LA PUNTA
Cataratas lejanas, imprevistas, efímeras. Con el fragor conque por los cuatro costados te rodea el mar, en este punto, no parece probable que allá lejos pueda extenderse el Teide, así pálido por causa del calor, que, sin embargo, aquí viene atemperado por los ventarrones, removiendo aun las equilibradas copas de los dragos.

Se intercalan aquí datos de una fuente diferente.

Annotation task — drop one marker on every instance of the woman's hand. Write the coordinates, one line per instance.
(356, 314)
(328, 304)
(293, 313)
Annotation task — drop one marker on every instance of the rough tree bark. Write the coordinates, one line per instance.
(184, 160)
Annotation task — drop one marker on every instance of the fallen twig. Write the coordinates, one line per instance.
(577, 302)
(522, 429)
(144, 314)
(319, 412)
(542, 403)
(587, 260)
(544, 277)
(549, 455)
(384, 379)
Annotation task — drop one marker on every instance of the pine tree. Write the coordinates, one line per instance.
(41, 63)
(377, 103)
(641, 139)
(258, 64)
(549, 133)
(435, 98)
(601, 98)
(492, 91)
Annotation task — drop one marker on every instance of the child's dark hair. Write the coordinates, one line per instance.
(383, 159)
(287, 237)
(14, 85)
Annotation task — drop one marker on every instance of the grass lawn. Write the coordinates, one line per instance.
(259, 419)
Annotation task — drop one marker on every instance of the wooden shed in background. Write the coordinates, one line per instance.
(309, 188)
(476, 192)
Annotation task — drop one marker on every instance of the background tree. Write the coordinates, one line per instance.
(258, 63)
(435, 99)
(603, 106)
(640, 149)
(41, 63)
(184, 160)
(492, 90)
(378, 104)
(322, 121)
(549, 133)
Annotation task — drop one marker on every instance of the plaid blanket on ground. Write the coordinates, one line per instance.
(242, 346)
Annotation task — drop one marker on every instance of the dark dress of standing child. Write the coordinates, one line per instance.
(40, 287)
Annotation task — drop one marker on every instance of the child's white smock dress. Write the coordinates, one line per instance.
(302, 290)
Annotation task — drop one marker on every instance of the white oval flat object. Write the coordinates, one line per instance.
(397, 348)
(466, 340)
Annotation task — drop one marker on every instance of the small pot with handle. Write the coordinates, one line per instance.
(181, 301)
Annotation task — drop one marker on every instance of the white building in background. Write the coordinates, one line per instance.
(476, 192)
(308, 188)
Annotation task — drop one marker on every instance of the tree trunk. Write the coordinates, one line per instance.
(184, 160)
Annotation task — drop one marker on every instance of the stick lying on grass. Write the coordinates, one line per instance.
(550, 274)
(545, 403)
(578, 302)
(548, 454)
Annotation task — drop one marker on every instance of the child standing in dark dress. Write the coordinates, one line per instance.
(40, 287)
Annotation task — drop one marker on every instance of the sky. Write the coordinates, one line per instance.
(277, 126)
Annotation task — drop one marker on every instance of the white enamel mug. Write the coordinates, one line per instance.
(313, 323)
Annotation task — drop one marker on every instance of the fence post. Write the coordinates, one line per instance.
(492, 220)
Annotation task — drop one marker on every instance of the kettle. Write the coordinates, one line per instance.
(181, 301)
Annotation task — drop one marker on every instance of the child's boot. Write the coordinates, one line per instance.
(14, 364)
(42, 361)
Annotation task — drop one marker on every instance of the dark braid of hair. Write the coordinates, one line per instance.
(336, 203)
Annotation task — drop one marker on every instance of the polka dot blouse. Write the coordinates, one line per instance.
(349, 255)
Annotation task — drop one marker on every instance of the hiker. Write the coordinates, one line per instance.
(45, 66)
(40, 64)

De modo que más allá del estruendo oceánico -las mangas anchas de oleaje, tres y cuatro por detrás de las que se rompen en las rocas- existe un cielo azul desvaído, el contorno violento de las sombras en los acantilados hacia Dos Hermanos, la mesa mota por encima de Bajamar, algo de eucaliptos en silueta, y el Volcán y sus estribaciones que, por Garachico, es aire blanco.
Cangrejos grandes, y negros como en El Hierro, aunque de más envergadura. ¿Aquí veraneaba mi madre y su familia? ¿Aquí aprendí a nadar en las hoyas?
Deslumbrante el Teide, y si entornas los ojos, desaparece. Debe de hacer mucho calor en los bosques de pino, en la pinocha a la sombra, ligeramente inclinada, resbaladiza, como que siempre has tenido la sensación de que, abandonado a su aroma de resina candente, en un santiamén te estarías partiendo el espinazo sobre los basaltos orilleros, en esos que, al norte y al sur de la Isla, excitan a las espumas.